Pretty much the same as Gorsnak. Municipal elections are governed by provincial laws, but I think the municipalities can choose between hand-counted ballots and machine count.
Since we’re in a major city, all the info about voting, wards, polling stations and candidates’ statements were on-line. That’s new this cycle. Last election, we got a paper booklet in the mail a couple of weeks before election.
So Mrs Piper and I went on-line to find out where we went to vote and who the candidates were. Polling division was at the neighbourhood Anglican Church a few blocks away. There was actually a line-up, which I don’t remember normally happens (turn-out for municipal elections is normally low).
First step was we got a sheet to fill out, attesting that we were Canadian citizens, had lived in the municipality for six months, confirmed our address. I attested that I vote in the Public School Division and Mrs Piper that she is a voter in the Catholic Separate School Division. Had to show the poll worker our photo ID (provincial Driver’s Licences).
Then we took the sheets to another poll worker, and signed them in front of her as a statutory declaration, which she witnessed.
She gave us each a ballot in an envelope. They’re the bubble ballots for electronic scanners.
I got the ballot for mayor, city councillor, and public school division. Mrs Piper got the ballot for mayor, city councillor and separate school division.
The mayor election is at large for the entire city. There were four candidates: (1) the incumbent (backed by business); (2) a challenger with union support (brother of a former mayor); (3) a very lefty-green university prof, who regularly runs in the mayor elections; and (4) a playwright-bare-breast advocate.
Councillors are elected one per ward. We had about four candidates in our ward. I winnowed them down by webpage: if they didn’t have a personal webpage, I wasn’t interested if they didn’t even have the resources to put together a website. To me, that’s an indicator that they hadn’t really worked to put together a coalition of supporters.
For the public school division, it’s also a ward system. There were
four candidates in my division. For the separate school division, it’s an at-large system. There were about 24 candidates for (I think) 8 seats.

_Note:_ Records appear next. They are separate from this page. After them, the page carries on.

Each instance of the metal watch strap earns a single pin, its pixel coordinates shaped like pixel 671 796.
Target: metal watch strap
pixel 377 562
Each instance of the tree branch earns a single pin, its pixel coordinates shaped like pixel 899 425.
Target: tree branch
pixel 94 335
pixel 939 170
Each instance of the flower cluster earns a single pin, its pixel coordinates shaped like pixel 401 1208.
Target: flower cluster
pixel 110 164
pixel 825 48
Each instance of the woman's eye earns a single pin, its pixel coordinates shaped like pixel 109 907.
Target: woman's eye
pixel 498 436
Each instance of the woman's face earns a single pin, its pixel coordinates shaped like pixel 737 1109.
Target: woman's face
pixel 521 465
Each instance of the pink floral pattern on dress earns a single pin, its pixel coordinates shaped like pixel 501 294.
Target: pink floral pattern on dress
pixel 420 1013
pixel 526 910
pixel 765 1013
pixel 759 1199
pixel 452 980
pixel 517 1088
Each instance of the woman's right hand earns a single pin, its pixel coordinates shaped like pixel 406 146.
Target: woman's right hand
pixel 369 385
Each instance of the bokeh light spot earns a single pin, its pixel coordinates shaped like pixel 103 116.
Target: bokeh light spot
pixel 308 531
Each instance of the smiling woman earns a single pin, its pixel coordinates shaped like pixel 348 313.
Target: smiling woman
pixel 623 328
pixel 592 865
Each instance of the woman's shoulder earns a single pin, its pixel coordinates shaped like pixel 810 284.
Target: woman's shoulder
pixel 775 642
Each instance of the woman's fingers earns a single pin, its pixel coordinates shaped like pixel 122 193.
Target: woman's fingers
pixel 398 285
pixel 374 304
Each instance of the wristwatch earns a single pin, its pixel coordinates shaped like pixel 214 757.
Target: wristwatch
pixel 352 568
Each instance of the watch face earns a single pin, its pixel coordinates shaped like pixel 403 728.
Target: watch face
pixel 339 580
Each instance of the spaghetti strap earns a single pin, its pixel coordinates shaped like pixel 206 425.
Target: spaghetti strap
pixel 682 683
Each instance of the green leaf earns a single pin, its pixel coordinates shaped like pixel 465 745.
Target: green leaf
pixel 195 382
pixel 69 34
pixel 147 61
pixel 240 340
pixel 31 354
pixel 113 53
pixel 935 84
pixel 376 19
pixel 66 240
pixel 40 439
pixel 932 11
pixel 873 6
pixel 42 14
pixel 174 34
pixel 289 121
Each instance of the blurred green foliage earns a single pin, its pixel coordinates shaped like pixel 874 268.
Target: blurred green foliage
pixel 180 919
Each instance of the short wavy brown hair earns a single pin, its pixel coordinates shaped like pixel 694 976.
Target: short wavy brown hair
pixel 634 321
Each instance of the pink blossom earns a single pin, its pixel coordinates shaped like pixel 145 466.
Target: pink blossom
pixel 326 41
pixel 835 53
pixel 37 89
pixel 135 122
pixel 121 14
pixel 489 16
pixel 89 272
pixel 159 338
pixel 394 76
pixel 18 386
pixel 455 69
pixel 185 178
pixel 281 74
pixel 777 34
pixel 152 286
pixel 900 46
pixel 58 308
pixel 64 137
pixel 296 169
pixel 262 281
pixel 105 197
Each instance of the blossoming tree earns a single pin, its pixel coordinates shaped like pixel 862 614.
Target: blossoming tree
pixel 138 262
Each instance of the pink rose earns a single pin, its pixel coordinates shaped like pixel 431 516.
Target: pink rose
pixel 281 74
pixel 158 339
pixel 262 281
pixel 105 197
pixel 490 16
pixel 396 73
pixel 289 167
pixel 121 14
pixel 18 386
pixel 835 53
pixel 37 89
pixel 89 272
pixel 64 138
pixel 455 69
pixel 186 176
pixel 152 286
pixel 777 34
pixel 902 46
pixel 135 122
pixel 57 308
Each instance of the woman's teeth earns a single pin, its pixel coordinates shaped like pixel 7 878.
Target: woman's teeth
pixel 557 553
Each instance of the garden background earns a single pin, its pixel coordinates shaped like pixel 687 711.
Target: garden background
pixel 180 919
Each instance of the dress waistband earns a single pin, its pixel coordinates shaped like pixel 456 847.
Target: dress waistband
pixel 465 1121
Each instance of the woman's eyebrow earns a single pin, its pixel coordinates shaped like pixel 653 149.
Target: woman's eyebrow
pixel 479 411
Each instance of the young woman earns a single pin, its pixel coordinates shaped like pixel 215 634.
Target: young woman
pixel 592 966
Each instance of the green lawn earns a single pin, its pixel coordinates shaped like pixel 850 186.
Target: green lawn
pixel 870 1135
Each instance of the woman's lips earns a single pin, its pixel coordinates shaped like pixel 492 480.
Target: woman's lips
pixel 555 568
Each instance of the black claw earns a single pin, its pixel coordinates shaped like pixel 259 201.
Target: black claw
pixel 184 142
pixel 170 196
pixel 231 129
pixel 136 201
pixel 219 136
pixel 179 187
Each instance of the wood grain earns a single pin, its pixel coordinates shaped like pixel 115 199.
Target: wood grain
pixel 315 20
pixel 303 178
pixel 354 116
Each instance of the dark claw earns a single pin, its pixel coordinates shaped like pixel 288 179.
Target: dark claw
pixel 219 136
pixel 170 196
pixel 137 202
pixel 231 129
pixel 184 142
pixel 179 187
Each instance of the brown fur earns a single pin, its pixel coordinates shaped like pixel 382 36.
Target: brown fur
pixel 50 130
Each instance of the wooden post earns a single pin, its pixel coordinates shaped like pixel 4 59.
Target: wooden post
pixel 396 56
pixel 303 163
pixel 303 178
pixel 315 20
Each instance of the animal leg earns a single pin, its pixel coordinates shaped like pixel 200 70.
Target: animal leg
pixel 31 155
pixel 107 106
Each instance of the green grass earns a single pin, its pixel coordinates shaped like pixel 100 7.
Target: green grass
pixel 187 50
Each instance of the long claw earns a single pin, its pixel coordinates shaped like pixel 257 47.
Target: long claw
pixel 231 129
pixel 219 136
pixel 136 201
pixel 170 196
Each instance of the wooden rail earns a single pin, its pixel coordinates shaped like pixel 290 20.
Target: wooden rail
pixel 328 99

Once we’d marked our ballots behind privacy shields, we put them back in the envelopes and took them to a third poll worker. She fed them into the scanner while we watched. It showed one more ballot each time, and out we went.
(Just to clarify one point from Gorsnak: we have separate elections for the Feds, the provinces, and the municipalities. We voted for the federal Parliament last October, and for the provincial government last spring.)